# Jus Divinum: The Westminster Assembly and the Divine Right of Church Governmen



## NaphtaliPress (Feb 12, 2013)

A reminder that this still standard work is available.
_Jus Divinum: The Westminster Assembly and the Divine Right of Church Government,_ John R. de Witt. Naphtali Press, 2010 (1969 rpr.), 274 pp., hardback, 1519/$22.95. *Jus Divinum:The Westminster Assembly and the Divine Right of Church Government by J. R. De Witt, Th.D. (Hardcover) - Lulu*
Review by Iain H. Murray.
“Students of the seventeenth century, and especially those concerned with the work of the Westminster Assembly, will be glad to know that John de Witt’s groundbreaking doctoral thesis, first published by Kok of Kampen in 1969, is now reprinted in large hardback, 274 pp. It details one of the greatest debates to have taken place since the Reformation on the subject of the church, and how far her government has been appointed by God in Scripture…. The tension of the debates, which we follow in these pages, against the back-drop of Civil War, is very clearly set down, with judicious use of the original documents. To read it is to believe there were ‘giants’ in the land in those days…. _Jus Divinum_ weill remain as a standard work from an author who has heartfelt sympathy for the Puritans, and a deep appreciation of their concern to see Christ honoured in the church.”
This work had become rare and hard to find, and when found one could pay well over $100 for a used copy. We are pleased to make it available in this print on demand hardbound printing available at Lulu.com. Naphtali Press normally does not do photo reprints, but the author wanted to preserve the original hand press printing, which was carefully scanned for this reprint. List price is $45. We are pleased to offer it on sale at $22.95 and are happy to make the work easily available again.


----------



## Semper Fidelis (Feb 12, 2013)

Chris,

This is a great book. I think one of the very useful features of the book is that it gives us insight into how the Westminster Assembly thought of the light of nature. Very often today, people have sort of a prooftext view of how certain ideas arise. The authors of this work show how General Revelation about how men naturally organize themselves forms a valid line of argumentation for the manner in which we ought to organize our Church courts.

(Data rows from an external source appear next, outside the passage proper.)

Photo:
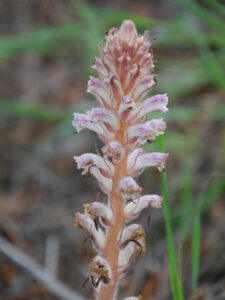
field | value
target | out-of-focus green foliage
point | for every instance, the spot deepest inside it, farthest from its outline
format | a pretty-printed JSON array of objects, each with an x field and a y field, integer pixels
[{"x": 180, "y": 76}]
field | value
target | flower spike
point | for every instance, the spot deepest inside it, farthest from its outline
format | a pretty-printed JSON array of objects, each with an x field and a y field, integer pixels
[{"x": 125, "y": 75}]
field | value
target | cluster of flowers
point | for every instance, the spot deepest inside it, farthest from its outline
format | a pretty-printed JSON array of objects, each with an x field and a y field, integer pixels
[{"x": 125, "y": 76}]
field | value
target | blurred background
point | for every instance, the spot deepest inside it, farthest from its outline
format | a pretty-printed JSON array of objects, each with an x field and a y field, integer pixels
[{"x": 46, "y": 51}]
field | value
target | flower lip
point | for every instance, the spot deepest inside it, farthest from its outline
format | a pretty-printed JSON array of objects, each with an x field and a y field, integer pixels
[
  {"x": 129, "y": 188},
  {"x": 142, "y": 161},
  {"x": 148, "y": 131},
  {"x": 87, "y": 160},
  {"x": 135, "y": 207}
]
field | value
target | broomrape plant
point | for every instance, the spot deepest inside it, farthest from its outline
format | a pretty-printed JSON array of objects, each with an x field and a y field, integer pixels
[{"x": 124, "y": 77}]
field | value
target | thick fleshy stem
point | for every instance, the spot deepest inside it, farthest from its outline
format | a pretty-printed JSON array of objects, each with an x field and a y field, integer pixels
[{"x": 124, "y": 70}]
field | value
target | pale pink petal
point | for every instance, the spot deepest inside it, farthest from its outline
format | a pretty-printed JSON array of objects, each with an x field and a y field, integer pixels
[
  {"x": 135, "y": 207},
  {"x": 105, "y": 183},
  {"x": 113, "y": 150},
  {"x": 97, "y": 209},
  {"x": 97, "y": 88},
  {"x": 142, "y": 87},
  {"x": 146, "y": 132},
  {"x": 133, "y": 233},
  {"x": 100, "y": 271},
  {"x": 143, "y": 161},
  {"x": 155, "y": 103},
  {"x": 129, "y": 188},
  {"x": 87, "y": 160},
  {"x": 102, "y": 115},
  {"x": 100, "y": 68},
  {"x": 87, "y": 223}
]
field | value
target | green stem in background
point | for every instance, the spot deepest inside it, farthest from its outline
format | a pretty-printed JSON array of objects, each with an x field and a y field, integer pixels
[
  {"x": 174, "y": 274},
  {"x": 196, "y": 243}
]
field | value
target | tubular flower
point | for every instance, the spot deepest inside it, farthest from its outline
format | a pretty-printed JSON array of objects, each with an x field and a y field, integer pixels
[{"x": 125, "y": 76}]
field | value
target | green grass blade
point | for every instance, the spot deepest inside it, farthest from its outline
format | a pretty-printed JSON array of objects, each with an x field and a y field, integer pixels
[
  {"x": 174, "y": 274},
  {"x": 39, "y": 112},
  {"x": 195, "y": 256},
  {"x": 44, "y": 40}
]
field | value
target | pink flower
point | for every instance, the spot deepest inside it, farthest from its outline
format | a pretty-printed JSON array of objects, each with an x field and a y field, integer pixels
[{"x": 124, "y": 78}]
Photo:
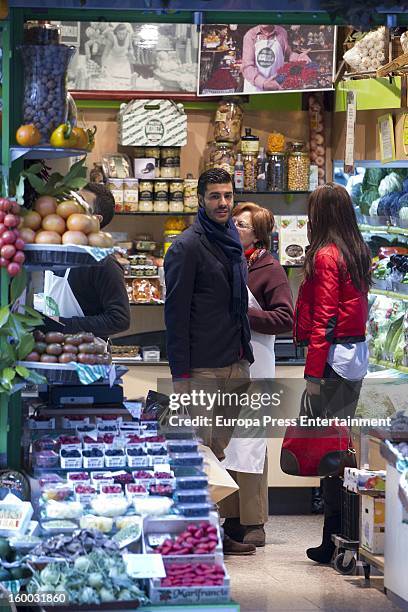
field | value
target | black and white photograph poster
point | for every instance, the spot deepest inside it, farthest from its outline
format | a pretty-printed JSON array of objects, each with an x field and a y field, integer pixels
[{"x": 132, "y": 56}]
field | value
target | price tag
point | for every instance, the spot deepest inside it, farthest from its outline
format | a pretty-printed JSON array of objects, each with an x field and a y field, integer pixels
[
  {"x": 350, "y": 129},
  {"x": 156, "y": 539},
  {"x": 112, "y": 375},
  {"x": 145, "y": 566},
  {"x": 134, "y": 409}
]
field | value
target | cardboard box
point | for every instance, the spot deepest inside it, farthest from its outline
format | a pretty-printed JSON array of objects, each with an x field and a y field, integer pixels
[
  {"x": 145, "y": 123},
  {"x": 372, "y": 524}
]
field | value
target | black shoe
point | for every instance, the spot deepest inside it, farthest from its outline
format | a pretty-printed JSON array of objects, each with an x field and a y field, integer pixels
[
  {"x": 233, "y": 528},
  {"x": 230, "y": 547},
  {"x": 324, "y": 552}
]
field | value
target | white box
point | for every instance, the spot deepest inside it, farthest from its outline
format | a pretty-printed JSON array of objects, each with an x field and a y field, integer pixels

I haven't check my library yet but the prior release you printed was paperback, was it not?


----------



## PuritanCovenanter (Feb 12, 2013)

Chris, I have two books titled Jus Divinum. I read the Napthtili press one that is here. I haven't gotten to the Dewitt volume yet. Can you give a short comparison why there are two?


----------



## NaphtaliPress (Feb 12, 2013)

Different book. I understand the confusion. The one you are thinking of is _Jus Divinum Regiminis Ecclesiastici _by the London Provincial Assembly. This is John R. de Witt's doctoral thesis on the Assembly and it's debate over a jus divinum church polity. The first remains out of print. David W. Hall with whom I worked on the text and I have discussed once or twice reissuing it with Divine Right of the Gospel Ministry, but neither of us have enough lifetime left to get to that I fear. Too many things else on the burners.


----------



## NaphtaliPress (Feb 12, 2013)

Randy, essentially JDRE is the English Presbyterians' defense of Jus Divinum Presbyterianism; de Witt's work is about the debate over church polity in the Westminster Assembly. One is a work on church polity from the time of the assembly, the other is a historical analytical work on that part of the work of the Westminster assembly.


----------



## Semper Fidelis (Feb 12, 2013)

Oh...cool!


----------



## NaphtaliPress (Feb 12, 2013)

And neither should be confused with The Grand Debate which are the debate papers which passed between the Congregationalist and Presbyterian members of the Assembly. I am slowly working toward publishing that eventually.


----------



## Semper Fidelis (Feb 12, 2013)

Purchased one!


----------